Secretary Pauley of the West Virginia Federation of Labor told the miners that trade unionists through out the state are behind them in this fight for law and order.
The recent murder of the mayor of Matewan and other citizens by the Baldwin-Feltz detective thugs, who were attempting to evict miners without due process of law, has aroused organized labor to greater activity against these private armies of the coal owners. The same condition prevails in Logan and McDowell counties. Governor Cornwell ignores these outlaws while delivering lectures and issuing statements on the need for “100 per cent. Americanism.”
Hellraisers Journal – Sunday July 25, 1920
-Mother Jones News for June 1920, Part II
Found Speaking in Williamson, Mingo County, West Virginia
From Hellraisers Journal of June 23, 1920:
Williamson, West Virginia – Sunday Evening June 20, 1920
-Mother Jones Speaks at Public Meeting in Front of Courthouse.
[Excerpts from Part II of Speech of Mother Jones]

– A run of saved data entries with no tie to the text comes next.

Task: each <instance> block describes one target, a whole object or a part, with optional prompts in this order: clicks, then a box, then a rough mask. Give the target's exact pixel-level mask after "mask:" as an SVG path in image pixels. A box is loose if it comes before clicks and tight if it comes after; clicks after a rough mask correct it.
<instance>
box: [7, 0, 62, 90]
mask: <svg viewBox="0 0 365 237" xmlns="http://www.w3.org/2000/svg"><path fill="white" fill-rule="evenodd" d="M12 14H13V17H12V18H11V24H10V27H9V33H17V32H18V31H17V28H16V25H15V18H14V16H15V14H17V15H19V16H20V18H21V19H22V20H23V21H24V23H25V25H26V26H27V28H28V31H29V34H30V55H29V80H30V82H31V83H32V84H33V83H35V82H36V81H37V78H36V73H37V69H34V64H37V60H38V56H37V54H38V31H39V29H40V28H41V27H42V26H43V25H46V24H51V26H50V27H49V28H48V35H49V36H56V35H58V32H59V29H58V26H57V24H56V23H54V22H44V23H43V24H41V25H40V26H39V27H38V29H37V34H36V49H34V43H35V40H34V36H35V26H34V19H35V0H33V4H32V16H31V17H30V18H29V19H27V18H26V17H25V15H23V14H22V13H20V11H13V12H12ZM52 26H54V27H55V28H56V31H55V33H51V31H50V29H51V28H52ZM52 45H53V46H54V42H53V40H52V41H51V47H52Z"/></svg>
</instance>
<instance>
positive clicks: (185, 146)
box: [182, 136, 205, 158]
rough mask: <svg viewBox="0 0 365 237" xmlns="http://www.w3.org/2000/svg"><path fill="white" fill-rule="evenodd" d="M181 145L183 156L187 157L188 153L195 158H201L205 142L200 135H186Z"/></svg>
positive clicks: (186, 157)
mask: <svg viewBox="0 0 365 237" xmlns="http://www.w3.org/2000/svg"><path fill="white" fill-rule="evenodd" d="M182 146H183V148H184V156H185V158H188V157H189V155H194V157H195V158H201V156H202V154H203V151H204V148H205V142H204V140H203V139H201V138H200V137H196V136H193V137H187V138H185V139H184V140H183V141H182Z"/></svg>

[Mother Jones on Agitators.]
I went to a meeting and the secretary of the steel workers went with me. He got up to speak. They took him. The next fellow got up; they took him. I got up. They arrested me. I wouldn’t walk. They had to ride me. A big old Irish buck of a policeman said, “You will have to walk.” “No, I can’t.” “Can you walk?” “No, I can’t.” “We will take you down to jail and lock you up behind the bars.”
After a few minutes the chief came along.
“Mother Jones?”
“Yes, sir.”
“There is some of the steel managers here want to speak to you.”

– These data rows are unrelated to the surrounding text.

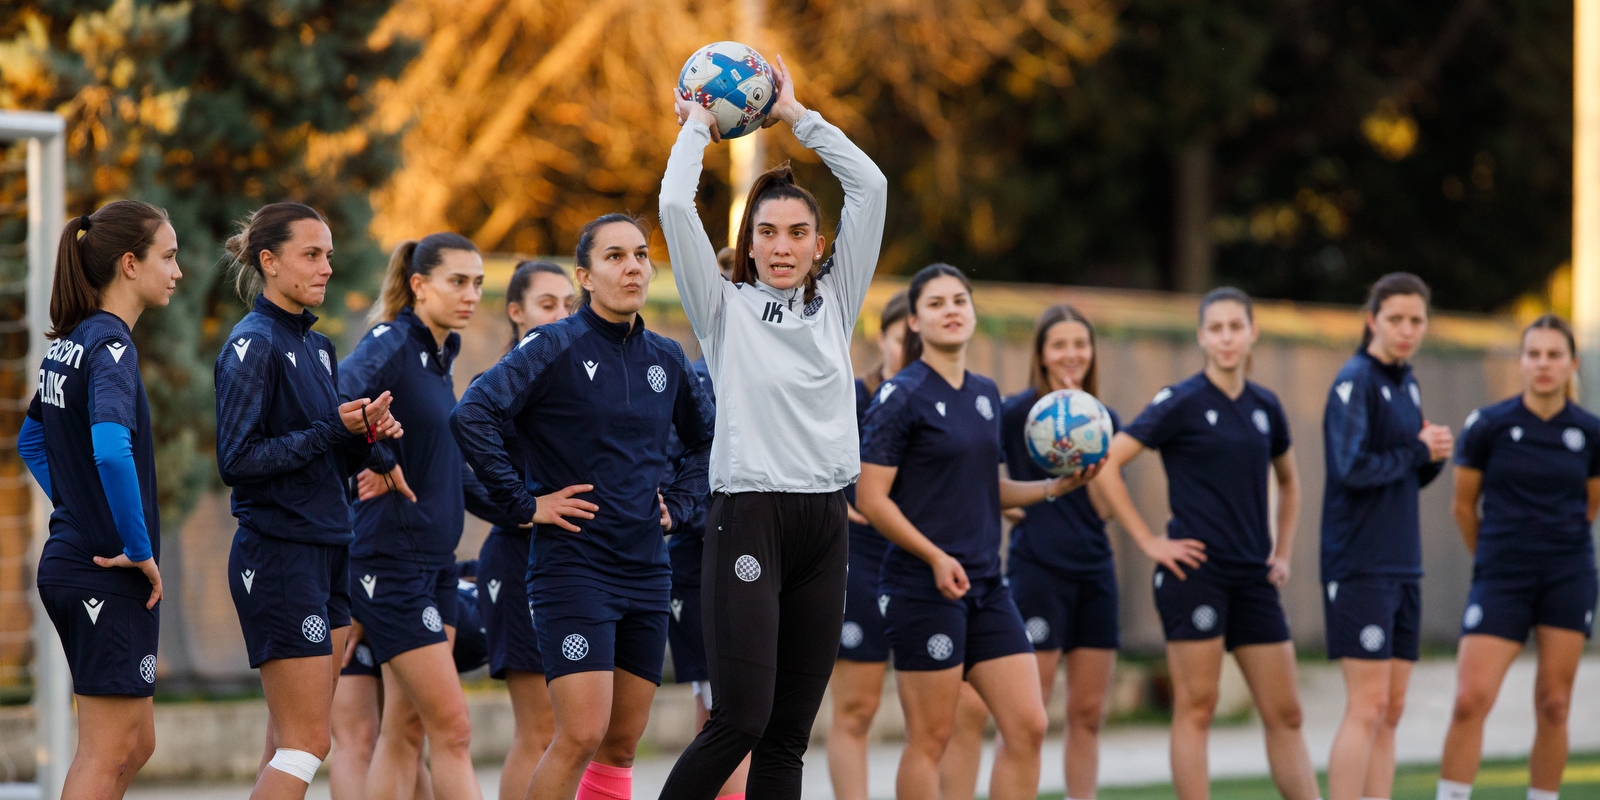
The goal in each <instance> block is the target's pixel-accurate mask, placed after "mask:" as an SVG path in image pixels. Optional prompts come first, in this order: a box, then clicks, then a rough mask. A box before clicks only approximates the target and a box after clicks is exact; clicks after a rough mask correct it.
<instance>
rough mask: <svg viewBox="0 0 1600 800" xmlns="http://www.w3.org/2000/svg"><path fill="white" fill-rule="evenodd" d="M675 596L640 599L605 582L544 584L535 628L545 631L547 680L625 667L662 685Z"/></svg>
mask: <svg viewBox="0 0 1600 800" xmlns="http://www.w3.org/2000/svg"><path fill="white" fill-rule="evenodd" d="M670 606H672V595H670V592H661V598H659V600H654V602H651V600H634V598H630V597H622V595H619V594H614V592H611V590H610V589H606V587H603V586H594V584H587V586H538V587H534V590H533V627H534V629H536V630H538V632H539V651H542V653H549V654H550V656H549V658H547V659H546V661H544V680H555V678H558V677H562V675H570V674H574V672H597V670H598V672H611V670H616V669H621V670H624V672H632V674H634V675H638V677H642V678H645V680H650V682H653V683H656V685H661V667H662V664H664V661H666V658H667V619H669V618H670V616H672V611H670Z"/></svg>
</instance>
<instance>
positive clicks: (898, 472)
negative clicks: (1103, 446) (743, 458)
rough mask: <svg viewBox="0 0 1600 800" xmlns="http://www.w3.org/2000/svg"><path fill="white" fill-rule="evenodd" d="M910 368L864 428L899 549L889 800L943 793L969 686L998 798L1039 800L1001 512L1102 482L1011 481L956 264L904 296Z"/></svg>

“All right, let the gentlemen come in. I am sorry gentlemen, I haven’t got chairs to give you.” (Laughter.)
One good fellow says, “Now, Mother Jones, this agitation is dangerous. You know these are foreigners, mostly.”
“Well, that is the reason I want to talk to them. I want to organize them into the United States as a Union so as to show them what the institution stands for.”

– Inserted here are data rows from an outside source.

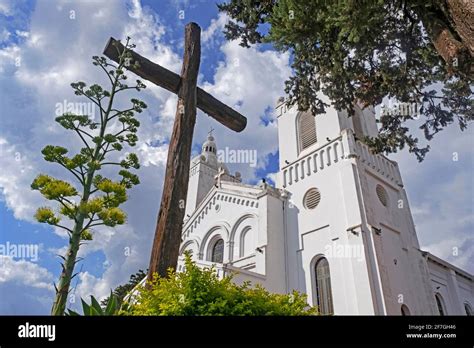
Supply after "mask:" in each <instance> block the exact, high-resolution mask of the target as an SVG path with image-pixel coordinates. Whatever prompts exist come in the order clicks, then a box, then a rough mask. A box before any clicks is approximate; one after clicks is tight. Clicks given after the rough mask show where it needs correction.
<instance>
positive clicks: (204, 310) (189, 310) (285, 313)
mask: <svg viewBox="0 0 474 348" xmlns="http://www.w3.org/2000/svg"><path fill="white" fill-rule="evenodd" d="M185 265H186V271H184V272H180V273H176V272H173V271H170V273H169V277H168V278H160V277H158V276H155V277H154V281H153V282H152V283H151V284H150V286H149V287H142V288H140V290H139V294H138V295H137V297H136V298H135V300H136V302H135V303H133V304H129V306H127V309H126V310H125V311H124V310H123V311H122V314H125V315H178V316H182V315H195V316H201V315H234V316H240V315H315V314H317V311H316V309H315V308H313V307H309V306H308V304H307V303H306V295H302V294H300V293H298V292H297V291H293V292H292V293H291V294H286V295H282V294H271V293H269V292H268V291H267V290H265V289H264V288H263V287H261V286H258V285H257V286H256V287H254V288H252V287H250V282H246V283H244V284H243V285H236V284H234V283H233V282H232V277H231V276H226V277H224V278H223V279H219V278H218V277H217V274H216V271H215V269H201V268H199V267H198V266H196V264H195V263H194V262H192V261H191V258H190V256H189V255H187V256H186V260H185Z"/></svg>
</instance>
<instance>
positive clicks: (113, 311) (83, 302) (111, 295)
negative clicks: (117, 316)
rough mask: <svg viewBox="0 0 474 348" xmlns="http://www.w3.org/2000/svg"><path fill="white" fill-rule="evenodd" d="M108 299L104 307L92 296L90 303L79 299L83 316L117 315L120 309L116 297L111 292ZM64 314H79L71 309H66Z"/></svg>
mask: <svg viewBox="0 0 474 348" xmlns="http://www.w3.org/2000/svg"><path fill="white" fill-rule="evenodd" d="M109 299H110V300H109V301H108V303H107V306H105V308H103V307H101V306H100V304H99V302H98V301H97V299H96V298H95V297H94V296H91V303H90V304H88V303H87V302H85V301H84V300H83V299H81V303H82V311H83V315H84V316H104V315H117V314H118V312H119V310H120V305H119V301H118V298H117V296H115V295H114V294H113V293H112V292H111V293H110V296H109ZM66 315H68V316H78V315H80V314H79V313H77V312H75V311H73V310H71V309H68V310H67V313H66Z"/></svg>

“They don’t understand English,” he says.
I said, “I want to teach them English. We want them into the Union so they will understand.”
“But you can’t do that. This agitation won’t do. Your radicalism has got to go.”
I said, “Wait a minute, sir. You are one of the managers of the steel industry here?”
“Yes.”
“Wasn’t the first emigrant that landed on our shore an agitator?”
“Who was he?”
“Columbus. Didn’t he agitate to get the money from the people of Spain? Didn’t he agitate to get the crew, and crossed the ocean and discovered America for you and I?
“Wasn’t Washington an agitator? Didn’t the Mayflower bring over a ship-full of agitators? Didn’t we build a monument to them down there in Massachusetts. I want to ask you a question. Right today in and around the City of Pittsburgh I believe there has assembled as many as three hundred thousand people [bowing the knee to Jesus during Easter season.] Jesus was an agitator, Mr. Manager. What in hell did you hang him for if he didn’t hurt your pockets?” He never made a reply. He went away.
He was the manager of the steel works; he was the banker; he was the mayor; he was the judge; he was the chairman of the city council. Just think of that in America—and he had a stomach on him four miles long and two miles wide. (Laughter.) And when you looked at that fellow and compared him with people of toil it nauseated you.